Comecemos pela indisciplina. Metade da guarnição do pequeno NRP Mondego, estacionado no Funchal, recusou-se a sair em missão de vigilância a um navio russo, invocando falta de condições de segurança da embarcação. Quem serviu nas Forças Armadas sabe que uma tomada de posição como esta é o fim da linha, só se justificando no quadro de uma objeção de natureza fundamental, em que valores supremos da nação ou da condição humana estejam em risco. Ao que foi apurado, apesar da existência de problemas de manutenção, o navio foi dado como apto para navegar. O comandante, que é quem toma a decisão final, deu ordem de saída. A partir daí, já não há espaço, nem tempo, para questionamentos. Um militar não é um empregado de secretaria; é alguém que tem um código de conduta singular e que foi treinado para atuar em condições adversas. O ato de indisciplina, ainda por cima tornado público, com mensagens WhatsApp a descrever as anomalias do equipamento militar, é intolerável, pelo custo reputacional que representa. Primeiro tiro no porta-aviões.
"[Gouveia e Melo] esteve bem na defesa da disciplina, que, como afirmou, é a cola que garante a coesão das Forças Armadas. Mas falhou redondamente no outro mandamento: a reserva. A instituição militar não pode, nem deve, expor os seus problemas na praça pública e em tempo real."
O tema do mau estado do navio e dos seus sistemas não é de somenos importância, mas reclama um outro ângulo de análise. Aos militares compete operarem e, se necessário, combaterem com o material de que dispõem. Aos políticos compete garantir condições de operacionalidade aceitáveis para que a missão não seja posta em causa. E aí há reparos a fazer. Aqui, como no resto do mundo, os recursos são escassos e prioritariamente canalizados para os problemas mais urgentes. Porém, urgência e importância nem sempre casam. Para dirimir esse desalinhamento, existe o conceito de prioritário. E, francamente, penso que o país continua a errar ao não considerar o mar como prioritário. Para Portugal, o mar é futuro e não imagino essa ambição sem uma Marinha Militar bem equipada, que, para além de cumprir a sua função específica, serve o país no estudo, na prevenção, na formação, no teste e na valorização dos recursos que dele poderemos obter. Lamentavelmente, o estado da frota da nossa Armada não serve esse propósito. Segundo tiro no porta-aviões.

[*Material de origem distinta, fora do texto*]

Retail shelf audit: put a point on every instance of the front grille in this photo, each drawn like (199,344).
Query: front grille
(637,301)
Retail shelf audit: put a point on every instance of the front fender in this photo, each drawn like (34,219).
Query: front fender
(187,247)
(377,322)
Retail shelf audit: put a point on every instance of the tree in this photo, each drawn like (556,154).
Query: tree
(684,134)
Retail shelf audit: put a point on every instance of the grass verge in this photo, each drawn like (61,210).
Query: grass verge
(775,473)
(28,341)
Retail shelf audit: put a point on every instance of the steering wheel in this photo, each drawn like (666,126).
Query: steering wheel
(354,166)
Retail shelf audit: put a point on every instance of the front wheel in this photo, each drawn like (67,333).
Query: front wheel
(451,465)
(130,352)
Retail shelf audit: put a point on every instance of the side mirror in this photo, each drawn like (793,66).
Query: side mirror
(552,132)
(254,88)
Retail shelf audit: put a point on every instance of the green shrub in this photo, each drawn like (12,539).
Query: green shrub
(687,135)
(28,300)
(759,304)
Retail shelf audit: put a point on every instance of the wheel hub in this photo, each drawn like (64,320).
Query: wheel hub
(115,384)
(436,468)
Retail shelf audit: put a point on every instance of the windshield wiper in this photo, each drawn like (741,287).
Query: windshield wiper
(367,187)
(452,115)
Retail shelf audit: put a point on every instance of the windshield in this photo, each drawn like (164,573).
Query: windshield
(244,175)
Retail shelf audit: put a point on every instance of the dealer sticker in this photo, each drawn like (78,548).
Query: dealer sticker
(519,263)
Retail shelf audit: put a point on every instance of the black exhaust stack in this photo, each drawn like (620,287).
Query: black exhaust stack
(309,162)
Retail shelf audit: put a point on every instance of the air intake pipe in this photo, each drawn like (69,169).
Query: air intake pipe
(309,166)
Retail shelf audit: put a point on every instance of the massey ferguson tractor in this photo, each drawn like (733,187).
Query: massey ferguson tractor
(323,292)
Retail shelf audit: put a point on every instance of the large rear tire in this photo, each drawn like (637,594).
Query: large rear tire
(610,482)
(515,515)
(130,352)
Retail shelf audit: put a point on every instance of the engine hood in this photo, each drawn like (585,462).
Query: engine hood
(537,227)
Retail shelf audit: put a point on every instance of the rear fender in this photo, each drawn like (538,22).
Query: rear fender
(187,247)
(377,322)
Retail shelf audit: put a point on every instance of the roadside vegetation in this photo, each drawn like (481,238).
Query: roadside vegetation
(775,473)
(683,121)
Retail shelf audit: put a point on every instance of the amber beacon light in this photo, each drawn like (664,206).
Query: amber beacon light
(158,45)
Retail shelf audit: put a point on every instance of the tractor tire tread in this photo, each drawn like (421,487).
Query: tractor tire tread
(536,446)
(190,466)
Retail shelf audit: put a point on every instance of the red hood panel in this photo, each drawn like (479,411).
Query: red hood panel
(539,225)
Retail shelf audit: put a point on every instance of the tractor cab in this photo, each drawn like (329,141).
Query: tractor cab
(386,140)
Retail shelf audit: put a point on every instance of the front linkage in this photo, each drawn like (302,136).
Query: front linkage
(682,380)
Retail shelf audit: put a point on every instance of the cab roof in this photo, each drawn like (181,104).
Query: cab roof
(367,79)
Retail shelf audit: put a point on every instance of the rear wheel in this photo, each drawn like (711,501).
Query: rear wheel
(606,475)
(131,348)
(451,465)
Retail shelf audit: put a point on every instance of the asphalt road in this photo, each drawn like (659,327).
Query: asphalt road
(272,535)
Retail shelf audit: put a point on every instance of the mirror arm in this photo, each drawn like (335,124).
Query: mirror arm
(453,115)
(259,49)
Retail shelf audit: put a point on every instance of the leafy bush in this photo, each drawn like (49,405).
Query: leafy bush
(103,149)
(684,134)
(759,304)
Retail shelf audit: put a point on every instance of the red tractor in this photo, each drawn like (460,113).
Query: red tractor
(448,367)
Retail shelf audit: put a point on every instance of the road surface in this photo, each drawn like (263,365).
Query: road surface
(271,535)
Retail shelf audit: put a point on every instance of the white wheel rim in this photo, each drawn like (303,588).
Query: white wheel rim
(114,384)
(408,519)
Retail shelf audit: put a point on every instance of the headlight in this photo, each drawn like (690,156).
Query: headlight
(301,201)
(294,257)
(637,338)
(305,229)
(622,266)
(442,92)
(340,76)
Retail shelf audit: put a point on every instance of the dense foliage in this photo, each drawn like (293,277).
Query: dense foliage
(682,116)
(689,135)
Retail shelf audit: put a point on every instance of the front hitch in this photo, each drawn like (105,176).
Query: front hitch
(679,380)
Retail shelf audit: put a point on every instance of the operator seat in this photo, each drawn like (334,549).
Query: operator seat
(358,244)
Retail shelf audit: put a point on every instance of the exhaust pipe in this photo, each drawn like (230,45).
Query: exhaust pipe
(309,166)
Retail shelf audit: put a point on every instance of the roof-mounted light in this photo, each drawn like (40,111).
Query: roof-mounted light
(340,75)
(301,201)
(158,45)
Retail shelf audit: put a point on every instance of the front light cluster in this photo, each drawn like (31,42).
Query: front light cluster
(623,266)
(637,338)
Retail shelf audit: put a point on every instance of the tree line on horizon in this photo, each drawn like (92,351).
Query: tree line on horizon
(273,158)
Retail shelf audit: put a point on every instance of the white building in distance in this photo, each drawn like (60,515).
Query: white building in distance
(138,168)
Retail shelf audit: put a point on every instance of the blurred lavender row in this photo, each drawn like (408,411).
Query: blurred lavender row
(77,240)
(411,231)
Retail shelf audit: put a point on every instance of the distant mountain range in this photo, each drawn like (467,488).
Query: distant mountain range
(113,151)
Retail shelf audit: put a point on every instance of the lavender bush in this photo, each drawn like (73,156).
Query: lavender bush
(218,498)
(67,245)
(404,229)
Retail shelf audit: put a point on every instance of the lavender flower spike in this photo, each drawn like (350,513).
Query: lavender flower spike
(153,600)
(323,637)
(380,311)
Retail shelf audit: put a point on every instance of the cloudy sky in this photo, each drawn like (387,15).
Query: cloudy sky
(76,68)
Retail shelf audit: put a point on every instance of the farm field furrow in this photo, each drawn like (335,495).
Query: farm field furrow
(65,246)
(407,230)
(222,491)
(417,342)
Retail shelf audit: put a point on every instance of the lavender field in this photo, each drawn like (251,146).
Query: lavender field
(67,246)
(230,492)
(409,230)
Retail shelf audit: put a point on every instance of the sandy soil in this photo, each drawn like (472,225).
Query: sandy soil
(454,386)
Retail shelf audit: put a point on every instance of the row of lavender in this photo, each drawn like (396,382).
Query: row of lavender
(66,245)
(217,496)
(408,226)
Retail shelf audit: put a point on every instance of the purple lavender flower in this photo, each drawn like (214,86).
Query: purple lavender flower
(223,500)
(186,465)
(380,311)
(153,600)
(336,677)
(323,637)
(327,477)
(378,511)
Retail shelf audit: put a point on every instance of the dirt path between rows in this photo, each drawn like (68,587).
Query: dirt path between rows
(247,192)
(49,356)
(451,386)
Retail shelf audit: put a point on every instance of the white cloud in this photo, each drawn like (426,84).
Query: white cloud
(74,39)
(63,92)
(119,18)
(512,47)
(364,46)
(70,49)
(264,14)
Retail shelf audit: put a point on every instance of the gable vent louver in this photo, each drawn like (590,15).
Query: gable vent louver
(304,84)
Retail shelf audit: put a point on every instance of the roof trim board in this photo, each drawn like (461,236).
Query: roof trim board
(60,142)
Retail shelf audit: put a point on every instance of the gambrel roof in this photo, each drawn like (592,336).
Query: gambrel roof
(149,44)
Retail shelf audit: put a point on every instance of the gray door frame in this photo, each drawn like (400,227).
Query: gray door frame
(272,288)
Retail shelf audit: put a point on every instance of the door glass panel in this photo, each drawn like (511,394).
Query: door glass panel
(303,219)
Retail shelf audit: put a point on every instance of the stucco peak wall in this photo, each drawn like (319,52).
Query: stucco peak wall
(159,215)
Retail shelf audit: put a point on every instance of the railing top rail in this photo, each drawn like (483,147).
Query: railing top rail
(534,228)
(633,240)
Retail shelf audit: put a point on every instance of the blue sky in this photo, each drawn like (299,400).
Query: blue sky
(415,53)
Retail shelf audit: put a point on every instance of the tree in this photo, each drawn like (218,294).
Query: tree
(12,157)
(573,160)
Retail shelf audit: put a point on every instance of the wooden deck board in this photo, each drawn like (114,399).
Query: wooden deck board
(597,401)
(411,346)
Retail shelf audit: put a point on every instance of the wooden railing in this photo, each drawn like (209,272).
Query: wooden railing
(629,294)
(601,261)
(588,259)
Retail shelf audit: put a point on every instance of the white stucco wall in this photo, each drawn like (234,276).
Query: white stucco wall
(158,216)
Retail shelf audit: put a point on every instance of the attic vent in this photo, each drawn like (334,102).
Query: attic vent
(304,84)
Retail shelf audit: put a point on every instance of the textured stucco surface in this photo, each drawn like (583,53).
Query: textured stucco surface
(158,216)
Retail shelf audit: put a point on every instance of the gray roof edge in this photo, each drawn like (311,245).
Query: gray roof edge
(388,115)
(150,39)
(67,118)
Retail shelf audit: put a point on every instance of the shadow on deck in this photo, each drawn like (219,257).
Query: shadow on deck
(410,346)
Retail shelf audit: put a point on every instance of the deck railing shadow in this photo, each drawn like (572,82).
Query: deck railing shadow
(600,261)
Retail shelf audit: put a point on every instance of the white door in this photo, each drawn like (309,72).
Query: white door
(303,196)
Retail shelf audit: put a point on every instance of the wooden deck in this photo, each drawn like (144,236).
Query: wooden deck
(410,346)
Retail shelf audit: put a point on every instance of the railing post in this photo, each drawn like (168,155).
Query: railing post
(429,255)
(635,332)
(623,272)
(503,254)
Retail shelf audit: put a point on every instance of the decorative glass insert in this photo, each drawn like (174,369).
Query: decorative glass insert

Por fim, o almirante Gouveia e Melo. Esteve bem na defesa da disciplina, que, como afirmou, é a cola que garante a coesão das Forças Armadas. Mas falhou redondamente no outro mandamento: a reserva. A instituição militar não pode, nem deve, expor os seus problemas na praça pública e em tempo real. A discrição e a sobriedade são regras de ouro no exercício dos mais altos cargos da hierarquia militar. Ora, o chefe de Estado-Maior da Armada sabe bem que a reprimenda que deu à tripulação, do alto de um púlpito montado na coberta do navio, foi um ato intencionalmente público, que teria repercussão na comunicação social. Por isso, é legítima a suspeita de que o momento foi aproveitado para a sua promoção pessoal, no quadro duma mal disfarçada ambição política a caminho de Belém. Terceiro tiro no porta-aviões.